Schedule Tasks in Kubernetes with CronJobs

Kubernetes CronJobs

Introduction to CronJobs

In Kubernetes, CronJobs are native objects that manage time-based jobs. They are essentially the Kubernetes equivalent of a cron task in traditional systems. A CronJob will run jobs on a time-based schedule, and those jobs will create individual Pods for their tasks which are then managed by the CronJob until they complete.

Defining a CronJob

Here’s a basic structure for a CronJob in YAML:

apiVersion: batch/v1beta1
kind: CronJob
metadata:
  name: my-cronjob
spec:
  schedule: "*/1 * * * *"  # Every minute
  jobTemplate:
    spec:
      template:
        spec:
          containers:
          - name: my-container
            image: my-image
          restartPolicy: OnFailure

schedule: This is a string that defines when the job should run. It follows the standard cron format.
jobTemplate: The job that should be run at the specified schedule. It is essentially a pod specification with added fields relevant to jobs.
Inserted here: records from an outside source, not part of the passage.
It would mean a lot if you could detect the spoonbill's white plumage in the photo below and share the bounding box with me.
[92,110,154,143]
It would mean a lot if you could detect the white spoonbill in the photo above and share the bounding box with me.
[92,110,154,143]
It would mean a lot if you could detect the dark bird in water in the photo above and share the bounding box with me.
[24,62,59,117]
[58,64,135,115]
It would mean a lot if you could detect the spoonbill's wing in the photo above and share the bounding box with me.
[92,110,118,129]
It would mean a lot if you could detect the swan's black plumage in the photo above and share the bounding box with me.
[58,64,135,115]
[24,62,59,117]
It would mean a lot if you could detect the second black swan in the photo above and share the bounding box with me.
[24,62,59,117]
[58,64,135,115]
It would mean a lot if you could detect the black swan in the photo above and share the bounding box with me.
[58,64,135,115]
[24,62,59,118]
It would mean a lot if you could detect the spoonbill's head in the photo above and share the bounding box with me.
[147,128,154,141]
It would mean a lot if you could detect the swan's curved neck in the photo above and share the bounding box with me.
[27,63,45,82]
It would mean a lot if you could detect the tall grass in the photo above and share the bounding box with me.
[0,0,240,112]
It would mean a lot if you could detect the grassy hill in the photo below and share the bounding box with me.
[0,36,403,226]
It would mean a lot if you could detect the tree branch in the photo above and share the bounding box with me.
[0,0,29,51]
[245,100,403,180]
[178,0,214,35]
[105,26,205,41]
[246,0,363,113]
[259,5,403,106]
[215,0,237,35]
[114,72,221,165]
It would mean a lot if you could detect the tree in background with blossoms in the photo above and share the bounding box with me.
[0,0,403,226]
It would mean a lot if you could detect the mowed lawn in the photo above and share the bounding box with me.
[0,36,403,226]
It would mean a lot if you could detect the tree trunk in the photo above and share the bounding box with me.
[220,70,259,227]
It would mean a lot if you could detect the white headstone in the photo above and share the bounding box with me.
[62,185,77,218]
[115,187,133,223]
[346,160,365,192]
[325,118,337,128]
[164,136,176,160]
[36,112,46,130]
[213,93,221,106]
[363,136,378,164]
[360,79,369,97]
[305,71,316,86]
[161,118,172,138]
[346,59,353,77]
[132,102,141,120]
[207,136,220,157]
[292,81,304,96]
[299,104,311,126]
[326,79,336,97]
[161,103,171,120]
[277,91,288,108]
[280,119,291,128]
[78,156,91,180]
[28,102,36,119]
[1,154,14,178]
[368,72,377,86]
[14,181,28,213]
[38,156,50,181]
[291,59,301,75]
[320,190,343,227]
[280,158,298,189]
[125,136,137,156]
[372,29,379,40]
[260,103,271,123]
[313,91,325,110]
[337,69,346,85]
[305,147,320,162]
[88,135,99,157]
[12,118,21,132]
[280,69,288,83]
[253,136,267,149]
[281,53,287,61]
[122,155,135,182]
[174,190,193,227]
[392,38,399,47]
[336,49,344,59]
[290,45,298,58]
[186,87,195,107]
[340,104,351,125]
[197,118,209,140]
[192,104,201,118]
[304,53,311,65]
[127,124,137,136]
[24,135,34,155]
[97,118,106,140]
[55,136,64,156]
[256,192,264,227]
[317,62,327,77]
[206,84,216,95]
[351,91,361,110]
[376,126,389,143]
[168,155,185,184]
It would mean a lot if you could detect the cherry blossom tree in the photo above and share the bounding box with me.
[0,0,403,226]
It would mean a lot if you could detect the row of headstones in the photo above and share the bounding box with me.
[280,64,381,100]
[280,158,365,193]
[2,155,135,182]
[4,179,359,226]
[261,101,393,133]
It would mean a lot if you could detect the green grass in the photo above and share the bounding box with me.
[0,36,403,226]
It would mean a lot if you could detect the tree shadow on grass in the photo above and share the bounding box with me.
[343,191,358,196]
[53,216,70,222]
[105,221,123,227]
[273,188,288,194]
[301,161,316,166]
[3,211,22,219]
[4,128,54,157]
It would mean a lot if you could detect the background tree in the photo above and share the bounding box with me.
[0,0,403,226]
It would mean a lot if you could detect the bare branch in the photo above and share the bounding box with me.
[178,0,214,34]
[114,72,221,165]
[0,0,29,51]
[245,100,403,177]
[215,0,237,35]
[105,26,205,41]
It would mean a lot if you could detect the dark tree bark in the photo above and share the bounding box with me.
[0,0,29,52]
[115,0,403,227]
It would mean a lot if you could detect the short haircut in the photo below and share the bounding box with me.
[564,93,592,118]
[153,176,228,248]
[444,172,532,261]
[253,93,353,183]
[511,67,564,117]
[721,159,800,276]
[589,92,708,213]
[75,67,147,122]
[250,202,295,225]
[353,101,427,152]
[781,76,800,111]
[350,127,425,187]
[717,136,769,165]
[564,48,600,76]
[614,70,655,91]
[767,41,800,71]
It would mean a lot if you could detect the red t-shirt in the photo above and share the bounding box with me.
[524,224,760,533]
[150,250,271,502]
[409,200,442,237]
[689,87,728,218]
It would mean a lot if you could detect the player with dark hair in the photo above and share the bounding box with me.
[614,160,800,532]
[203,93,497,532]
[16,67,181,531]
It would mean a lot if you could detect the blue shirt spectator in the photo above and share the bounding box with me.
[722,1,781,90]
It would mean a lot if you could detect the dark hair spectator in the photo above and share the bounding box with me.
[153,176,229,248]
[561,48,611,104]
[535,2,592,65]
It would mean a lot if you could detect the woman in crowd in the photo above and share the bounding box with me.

Other important properties

You can include startingDeadlineSeconds, completions, parallelism, and other relevant fields under the spec section of your CronJob definition. Here’s an example of how you can modify your existing YAML configuration:

apiVersion: batch/v1beta1
kind: CronJob
metadata:
  name: my-cronjob
spec:
  schedule: "*/1 * * * *"  # Every minute
  startingDeadlineSeconds: 100  # Max time to start a job if missed
  concurrencyPolicy: Forbid  # Options: Allow, Forbid, Replace
  successfulJobsHistoryLimit: 3  # Keep 3 successful job records
  failedJobsHistoryLimit: 1  # Keep 1 failed job record
  ttlSecondsAfterFinished: 3600  # Clean up finished jobs after 1 hour
  jobTemplate:
    spec:
      backoffLimit: 3  # Number of retries before marking a job as failed
      completions: 5  # Total number of completions needed
      parallelism: 2  # Number of pods processed in parallel
      activeDeadlineSeconds: 200  # Max time for the job to run
      template:
        spec:
          containers:
          - name: my-container
            image: my-image
          restartPolicy: OnFailure

In this modified configuration:

startingDeadlineSeconds specifies the deadline in seconds for starting the job if it misses its scheduled time for any reason.
concurrencyPolicy determines how to treat concurrent executions of a job.
successfulJobsHistoryLimit and failedJobsHistoryLimit specify how many completed and failed jobs should be kept.
Inside the jobTemplate, completions is the number of times the job needs to be successfully completed.
parallelism is the number of jobs that will run in parallel.
activeDeadlineSeconds sets the maximum duration that the job can run.
backoffLimit is set to 3, meaning the job will be retried up to 3 times before it is considered failed.
ttlSecondsAfterFinished is set to 3600 seconds (1 hour), which means completed jobs (either successful or failed) will be automatically deleted one hour after finishing.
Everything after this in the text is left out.